Welcome to Imperial China. The temple is modelled after Beijing’s Forbidden City. Our guide Sharene Tay explains the founders wanted to build a temple so people of all faiths could experience Buddhism. There’s a scholar’s garden of bamboo and evergreens, still ponds, and winding paths. Each element has meaning and is meticulously tended by the abbot. You can imagine an emperor seated under the gazebo, gazing to the gardens for spiritual inspiration.
The grounds have a 10,000-arm statue of the Buddha of compassion. Tay reminds us that the statues are symbols reminding us of our own attributes.
Porcelain-tiled rooftops, Chinese calligraphy, large statues and serene alcoves show off traditional Chinese workmanship and it’s hard to believe we’re still in Kansas. I mean Richmond.
Tay cracks the massive wooden doors of the meditation hall. Inside is still. Hushed. She reminds us of the ‘three adjustments:’
We turn our attention inward and dwell in silence.
The Highway to Heaven started in 1985 with the Gurdwara Nanak Niwas Sikh temple.
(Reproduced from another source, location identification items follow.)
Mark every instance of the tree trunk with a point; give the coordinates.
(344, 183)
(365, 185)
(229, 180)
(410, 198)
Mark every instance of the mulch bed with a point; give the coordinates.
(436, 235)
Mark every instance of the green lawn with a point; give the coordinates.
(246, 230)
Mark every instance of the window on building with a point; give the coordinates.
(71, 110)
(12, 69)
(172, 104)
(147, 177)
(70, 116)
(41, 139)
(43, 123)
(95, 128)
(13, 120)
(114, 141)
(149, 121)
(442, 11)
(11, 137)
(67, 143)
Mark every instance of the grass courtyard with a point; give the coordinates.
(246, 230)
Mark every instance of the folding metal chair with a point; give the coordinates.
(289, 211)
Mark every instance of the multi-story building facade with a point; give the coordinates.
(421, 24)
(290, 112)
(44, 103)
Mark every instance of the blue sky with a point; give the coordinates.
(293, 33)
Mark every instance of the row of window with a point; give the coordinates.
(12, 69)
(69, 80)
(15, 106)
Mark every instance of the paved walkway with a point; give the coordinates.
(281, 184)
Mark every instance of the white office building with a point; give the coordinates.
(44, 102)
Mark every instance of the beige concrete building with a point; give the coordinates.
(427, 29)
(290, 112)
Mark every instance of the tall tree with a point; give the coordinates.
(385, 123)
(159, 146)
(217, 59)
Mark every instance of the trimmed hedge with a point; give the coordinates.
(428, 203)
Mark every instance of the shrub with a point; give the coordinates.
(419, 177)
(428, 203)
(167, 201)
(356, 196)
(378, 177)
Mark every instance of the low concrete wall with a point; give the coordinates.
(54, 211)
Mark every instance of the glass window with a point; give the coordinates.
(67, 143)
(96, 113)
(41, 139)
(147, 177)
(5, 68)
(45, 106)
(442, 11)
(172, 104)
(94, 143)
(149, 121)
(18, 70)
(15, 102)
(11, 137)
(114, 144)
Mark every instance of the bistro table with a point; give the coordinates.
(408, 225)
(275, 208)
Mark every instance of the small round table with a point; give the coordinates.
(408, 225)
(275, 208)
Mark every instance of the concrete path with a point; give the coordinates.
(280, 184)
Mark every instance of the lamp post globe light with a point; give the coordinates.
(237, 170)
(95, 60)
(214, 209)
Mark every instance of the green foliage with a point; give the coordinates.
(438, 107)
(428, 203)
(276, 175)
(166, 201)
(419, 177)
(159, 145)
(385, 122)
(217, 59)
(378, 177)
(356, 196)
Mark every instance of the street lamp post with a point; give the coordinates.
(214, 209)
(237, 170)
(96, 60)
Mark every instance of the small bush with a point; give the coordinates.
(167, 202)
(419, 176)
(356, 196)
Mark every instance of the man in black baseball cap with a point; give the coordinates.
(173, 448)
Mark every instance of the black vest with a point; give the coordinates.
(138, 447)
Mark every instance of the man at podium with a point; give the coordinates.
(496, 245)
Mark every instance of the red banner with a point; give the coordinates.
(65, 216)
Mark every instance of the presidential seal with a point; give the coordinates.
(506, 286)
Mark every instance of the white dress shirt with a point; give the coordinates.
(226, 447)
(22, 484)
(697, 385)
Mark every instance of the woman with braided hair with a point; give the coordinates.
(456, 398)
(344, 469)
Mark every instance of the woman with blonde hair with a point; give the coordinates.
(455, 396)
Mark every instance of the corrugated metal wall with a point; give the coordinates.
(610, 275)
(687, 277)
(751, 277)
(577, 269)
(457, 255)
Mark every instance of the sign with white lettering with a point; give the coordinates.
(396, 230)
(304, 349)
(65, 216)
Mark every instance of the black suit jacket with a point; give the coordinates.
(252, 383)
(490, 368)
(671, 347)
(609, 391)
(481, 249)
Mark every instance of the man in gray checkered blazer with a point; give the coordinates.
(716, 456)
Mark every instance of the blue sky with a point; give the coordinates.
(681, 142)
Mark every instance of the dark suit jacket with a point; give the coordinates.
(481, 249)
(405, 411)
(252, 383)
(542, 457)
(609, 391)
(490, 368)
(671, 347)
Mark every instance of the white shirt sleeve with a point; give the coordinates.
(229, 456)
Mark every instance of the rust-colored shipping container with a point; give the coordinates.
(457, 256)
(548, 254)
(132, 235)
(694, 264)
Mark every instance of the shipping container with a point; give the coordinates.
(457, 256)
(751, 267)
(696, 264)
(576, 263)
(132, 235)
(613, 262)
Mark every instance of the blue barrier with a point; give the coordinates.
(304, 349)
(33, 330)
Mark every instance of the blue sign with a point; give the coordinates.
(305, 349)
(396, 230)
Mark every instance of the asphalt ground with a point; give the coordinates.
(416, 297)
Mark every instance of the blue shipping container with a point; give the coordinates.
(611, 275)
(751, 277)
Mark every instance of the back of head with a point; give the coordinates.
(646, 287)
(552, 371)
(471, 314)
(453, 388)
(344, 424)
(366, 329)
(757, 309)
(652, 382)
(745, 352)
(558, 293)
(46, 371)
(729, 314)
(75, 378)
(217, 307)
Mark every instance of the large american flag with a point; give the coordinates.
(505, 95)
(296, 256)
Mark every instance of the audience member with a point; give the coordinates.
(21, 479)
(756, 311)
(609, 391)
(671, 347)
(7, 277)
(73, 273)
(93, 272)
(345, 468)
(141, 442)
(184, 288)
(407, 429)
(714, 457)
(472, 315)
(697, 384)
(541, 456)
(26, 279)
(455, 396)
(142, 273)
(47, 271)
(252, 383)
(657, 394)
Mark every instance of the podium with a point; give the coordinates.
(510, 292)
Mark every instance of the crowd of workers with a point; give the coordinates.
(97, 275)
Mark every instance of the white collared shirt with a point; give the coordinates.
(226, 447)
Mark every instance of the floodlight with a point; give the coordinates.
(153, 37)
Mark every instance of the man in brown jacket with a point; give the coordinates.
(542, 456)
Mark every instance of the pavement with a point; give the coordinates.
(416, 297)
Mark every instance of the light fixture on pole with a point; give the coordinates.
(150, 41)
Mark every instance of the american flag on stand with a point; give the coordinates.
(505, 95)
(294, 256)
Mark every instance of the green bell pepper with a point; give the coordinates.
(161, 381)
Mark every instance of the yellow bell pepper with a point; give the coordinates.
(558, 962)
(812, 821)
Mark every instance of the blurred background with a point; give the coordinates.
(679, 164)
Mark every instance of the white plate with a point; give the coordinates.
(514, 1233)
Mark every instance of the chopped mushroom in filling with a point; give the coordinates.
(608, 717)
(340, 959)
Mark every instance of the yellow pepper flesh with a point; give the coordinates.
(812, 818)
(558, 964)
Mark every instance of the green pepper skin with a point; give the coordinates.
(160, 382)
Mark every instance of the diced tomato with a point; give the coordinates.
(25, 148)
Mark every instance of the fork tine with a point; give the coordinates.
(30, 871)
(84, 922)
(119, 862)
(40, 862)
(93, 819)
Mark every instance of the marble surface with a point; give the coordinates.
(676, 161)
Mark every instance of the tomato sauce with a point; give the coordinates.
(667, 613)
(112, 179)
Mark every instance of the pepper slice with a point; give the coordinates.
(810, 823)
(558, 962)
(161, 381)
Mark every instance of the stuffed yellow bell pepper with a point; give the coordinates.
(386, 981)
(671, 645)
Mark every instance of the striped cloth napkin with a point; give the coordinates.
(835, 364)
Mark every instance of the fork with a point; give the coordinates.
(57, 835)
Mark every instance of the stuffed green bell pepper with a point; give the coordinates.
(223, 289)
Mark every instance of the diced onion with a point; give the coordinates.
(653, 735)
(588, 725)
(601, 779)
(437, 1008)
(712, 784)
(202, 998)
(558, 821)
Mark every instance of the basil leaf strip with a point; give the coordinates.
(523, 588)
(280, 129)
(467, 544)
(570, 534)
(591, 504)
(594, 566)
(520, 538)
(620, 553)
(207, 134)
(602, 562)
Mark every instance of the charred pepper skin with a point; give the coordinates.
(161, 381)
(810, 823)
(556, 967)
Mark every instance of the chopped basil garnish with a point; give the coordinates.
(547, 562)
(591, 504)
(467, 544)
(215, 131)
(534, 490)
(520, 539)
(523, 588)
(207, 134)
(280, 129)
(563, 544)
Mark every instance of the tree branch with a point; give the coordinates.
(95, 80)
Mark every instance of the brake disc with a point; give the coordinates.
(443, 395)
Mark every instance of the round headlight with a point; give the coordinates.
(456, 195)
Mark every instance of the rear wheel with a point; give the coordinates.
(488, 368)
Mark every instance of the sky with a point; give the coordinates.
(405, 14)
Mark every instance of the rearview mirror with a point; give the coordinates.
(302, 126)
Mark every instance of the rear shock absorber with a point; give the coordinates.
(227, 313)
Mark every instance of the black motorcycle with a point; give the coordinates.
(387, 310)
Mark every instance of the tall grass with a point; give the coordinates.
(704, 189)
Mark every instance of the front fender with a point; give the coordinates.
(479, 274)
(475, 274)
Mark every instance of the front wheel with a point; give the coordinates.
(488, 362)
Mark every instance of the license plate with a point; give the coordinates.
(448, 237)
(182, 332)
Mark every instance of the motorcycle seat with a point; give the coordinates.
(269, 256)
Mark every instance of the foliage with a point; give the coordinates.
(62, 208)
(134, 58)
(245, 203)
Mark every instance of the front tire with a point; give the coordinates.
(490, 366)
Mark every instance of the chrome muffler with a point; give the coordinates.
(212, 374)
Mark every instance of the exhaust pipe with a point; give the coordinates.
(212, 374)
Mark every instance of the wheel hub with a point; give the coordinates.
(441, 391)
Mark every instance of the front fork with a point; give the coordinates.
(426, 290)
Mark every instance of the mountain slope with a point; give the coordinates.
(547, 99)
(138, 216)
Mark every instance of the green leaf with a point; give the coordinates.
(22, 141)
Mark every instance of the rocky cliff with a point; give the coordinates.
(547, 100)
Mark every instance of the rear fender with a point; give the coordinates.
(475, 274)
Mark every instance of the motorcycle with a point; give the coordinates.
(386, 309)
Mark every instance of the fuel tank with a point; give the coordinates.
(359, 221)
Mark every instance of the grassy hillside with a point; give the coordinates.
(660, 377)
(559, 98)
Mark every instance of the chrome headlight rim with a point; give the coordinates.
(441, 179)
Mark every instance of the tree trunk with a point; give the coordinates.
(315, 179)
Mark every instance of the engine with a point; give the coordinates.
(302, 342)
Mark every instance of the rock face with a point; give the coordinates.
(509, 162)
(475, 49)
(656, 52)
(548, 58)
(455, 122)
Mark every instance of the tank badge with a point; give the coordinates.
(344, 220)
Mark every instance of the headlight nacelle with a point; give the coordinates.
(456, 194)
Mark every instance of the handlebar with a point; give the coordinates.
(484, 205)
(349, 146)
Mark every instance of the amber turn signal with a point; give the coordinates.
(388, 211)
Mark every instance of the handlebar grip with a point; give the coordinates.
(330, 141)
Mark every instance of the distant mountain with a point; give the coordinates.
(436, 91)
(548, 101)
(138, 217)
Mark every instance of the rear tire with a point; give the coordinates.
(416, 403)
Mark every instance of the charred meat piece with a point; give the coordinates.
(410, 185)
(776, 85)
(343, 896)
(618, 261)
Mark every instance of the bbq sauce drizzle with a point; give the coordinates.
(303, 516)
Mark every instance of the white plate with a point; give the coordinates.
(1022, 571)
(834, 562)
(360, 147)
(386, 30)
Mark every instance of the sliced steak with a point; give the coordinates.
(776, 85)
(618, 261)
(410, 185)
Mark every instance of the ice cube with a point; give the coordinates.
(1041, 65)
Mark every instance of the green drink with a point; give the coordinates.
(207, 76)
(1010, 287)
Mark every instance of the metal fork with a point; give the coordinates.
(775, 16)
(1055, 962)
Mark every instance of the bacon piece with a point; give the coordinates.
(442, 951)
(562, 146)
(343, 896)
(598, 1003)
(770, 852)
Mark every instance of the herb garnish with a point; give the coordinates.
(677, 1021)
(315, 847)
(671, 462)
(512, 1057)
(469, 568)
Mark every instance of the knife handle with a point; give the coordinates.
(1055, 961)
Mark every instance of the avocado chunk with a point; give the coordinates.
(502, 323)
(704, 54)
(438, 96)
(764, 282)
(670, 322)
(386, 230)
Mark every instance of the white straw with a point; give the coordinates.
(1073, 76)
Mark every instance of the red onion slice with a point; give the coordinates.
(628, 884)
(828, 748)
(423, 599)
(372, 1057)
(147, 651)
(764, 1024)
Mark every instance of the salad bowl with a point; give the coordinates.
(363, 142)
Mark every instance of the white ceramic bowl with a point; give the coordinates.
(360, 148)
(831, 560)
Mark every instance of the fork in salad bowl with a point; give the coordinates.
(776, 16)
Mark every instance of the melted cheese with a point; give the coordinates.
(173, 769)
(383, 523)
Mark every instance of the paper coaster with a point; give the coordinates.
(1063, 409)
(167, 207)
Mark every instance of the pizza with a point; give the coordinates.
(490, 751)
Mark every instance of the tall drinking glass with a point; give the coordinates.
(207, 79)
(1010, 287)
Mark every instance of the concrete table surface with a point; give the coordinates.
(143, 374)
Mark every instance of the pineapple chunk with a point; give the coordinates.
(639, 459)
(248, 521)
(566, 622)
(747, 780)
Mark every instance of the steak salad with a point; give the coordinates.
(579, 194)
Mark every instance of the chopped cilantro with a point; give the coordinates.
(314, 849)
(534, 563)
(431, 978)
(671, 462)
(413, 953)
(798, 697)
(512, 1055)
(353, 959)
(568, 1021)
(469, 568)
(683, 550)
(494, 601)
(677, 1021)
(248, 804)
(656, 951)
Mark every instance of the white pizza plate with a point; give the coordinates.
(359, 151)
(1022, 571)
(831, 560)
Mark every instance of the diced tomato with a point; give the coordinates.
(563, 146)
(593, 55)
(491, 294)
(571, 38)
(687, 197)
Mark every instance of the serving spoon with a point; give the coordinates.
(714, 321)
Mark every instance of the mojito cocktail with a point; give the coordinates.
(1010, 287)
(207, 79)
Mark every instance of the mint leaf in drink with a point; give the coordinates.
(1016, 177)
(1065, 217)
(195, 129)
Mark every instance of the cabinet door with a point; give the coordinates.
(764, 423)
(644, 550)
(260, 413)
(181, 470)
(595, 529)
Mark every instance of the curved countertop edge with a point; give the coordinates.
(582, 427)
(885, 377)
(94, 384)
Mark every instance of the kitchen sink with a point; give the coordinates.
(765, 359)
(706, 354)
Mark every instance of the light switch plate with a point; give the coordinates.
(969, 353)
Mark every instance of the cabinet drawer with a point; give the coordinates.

Balwant Sanghera, Chairman of the Highway to Heaven Association, tells me it was a finalist in CBC’s 2007 Seven Wonders of Canada.
“I’d like to send one message,” he says. “In some places religion seems to be a problem. People fight. But here we have a good example that people from major world denominations can work together. All religions have a similar message—brotherhood, working together, and peace.”
Visitors are welcome to visit the buildings and are encouraged to phone first for tours.